SemEval-2015 Task 13: Multilingual All-Words Sense Disambiguation and Entity Linking
Introduction
The automatic understanding of the meaning of text has been a major goal of research in computational linguistics and related areas for several decades, with ambitious challenges, such as Machine Reading (Etzioni, 2006) and the quest for knowledge (Schubert, 2006). Two key Natural Language Processing tasks that need to be tackled as steps towards achieving the goal of automatic understanding of text are Word Sense Disambiguation (WSD) and Entity Linking (EL). WSD (Navigli, 2009) is a historical task aimed at explicitly assigning meanings to single-word and multi-word occurrences within text, a task which is today more alive than ever in the research community.
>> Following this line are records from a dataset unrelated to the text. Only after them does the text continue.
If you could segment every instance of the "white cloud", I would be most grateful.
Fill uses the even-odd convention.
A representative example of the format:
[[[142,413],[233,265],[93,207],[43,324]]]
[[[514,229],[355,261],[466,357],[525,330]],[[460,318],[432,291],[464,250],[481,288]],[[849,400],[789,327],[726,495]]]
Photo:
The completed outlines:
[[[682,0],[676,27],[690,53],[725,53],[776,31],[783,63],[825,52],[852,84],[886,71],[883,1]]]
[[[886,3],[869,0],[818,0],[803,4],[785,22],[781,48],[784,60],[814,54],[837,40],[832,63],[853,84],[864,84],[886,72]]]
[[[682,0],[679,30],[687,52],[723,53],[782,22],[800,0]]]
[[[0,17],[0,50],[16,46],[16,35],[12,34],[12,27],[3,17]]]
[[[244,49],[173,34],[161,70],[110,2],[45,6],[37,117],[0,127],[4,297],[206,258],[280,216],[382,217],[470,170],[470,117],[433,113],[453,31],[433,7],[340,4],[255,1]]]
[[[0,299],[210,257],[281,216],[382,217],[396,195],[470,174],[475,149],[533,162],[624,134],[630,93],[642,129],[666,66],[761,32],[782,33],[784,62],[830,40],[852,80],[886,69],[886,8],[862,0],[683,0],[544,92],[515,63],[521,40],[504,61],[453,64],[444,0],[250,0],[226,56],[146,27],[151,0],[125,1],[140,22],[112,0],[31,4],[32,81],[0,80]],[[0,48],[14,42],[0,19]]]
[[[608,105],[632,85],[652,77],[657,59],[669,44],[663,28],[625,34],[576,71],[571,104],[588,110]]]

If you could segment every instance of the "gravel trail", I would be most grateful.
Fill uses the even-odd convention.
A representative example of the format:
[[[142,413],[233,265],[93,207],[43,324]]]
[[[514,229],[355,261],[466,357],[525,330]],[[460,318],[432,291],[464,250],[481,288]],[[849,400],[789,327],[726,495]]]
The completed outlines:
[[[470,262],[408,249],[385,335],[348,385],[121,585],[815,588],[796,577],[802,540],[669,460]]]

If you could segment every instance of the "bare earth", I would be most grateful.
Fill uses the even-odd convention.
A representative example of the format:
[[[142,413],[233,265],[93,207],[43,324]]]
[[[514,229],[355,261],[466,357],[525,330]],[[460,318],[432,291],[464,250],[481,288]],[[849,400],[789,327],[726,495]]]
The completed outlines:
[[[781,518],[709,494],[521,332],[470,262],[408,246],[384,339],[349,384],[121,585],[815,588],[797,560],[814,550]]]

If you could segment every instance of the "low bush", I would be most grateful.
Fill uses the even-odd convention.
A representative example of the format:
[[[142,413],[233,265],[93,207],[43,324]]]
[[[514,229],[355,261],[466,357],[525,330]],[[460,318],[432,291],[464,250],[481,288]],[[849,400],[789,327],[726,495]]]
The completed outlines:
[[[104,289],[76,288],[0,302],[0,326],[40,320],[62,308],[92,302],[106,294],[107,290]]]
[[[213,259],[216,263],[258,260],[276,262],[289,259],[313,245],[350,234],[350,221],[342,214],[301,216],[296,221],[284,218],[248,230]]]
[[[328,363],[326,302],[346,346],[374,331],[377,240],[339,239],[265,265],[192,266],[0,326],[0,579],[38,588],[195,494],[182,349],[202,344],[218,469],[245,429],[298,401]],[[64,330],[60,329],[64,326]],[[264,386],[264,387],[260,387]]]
EL (Erbs et al., 2011; Cornolti et al., 2013; Rao et al., 2013) is a more recent task which aims at discovering mentions of entities within a text and linking them to the most suitable entry in a knowledge base. The two main differences between WSD and EL lie in the kind of inventory used, i.e., dictionary vs. encyclopedia, and the assumption that the mention is complete or potentially partial, respectively. For instance, a named entity such as “European Medicines Agency” may be referred to within a text as simply “Medicines Agency”, the meaning of which, however, can be inferred thanks to the context. Notwithstanding these differences, the tasks are pretty similar in nature, in that they both involve the disambiguation of textual fragments according to a reference inventory. However, the research community has hitherto tended to tackle the two tasks separately, often duplicating efforts and solutions.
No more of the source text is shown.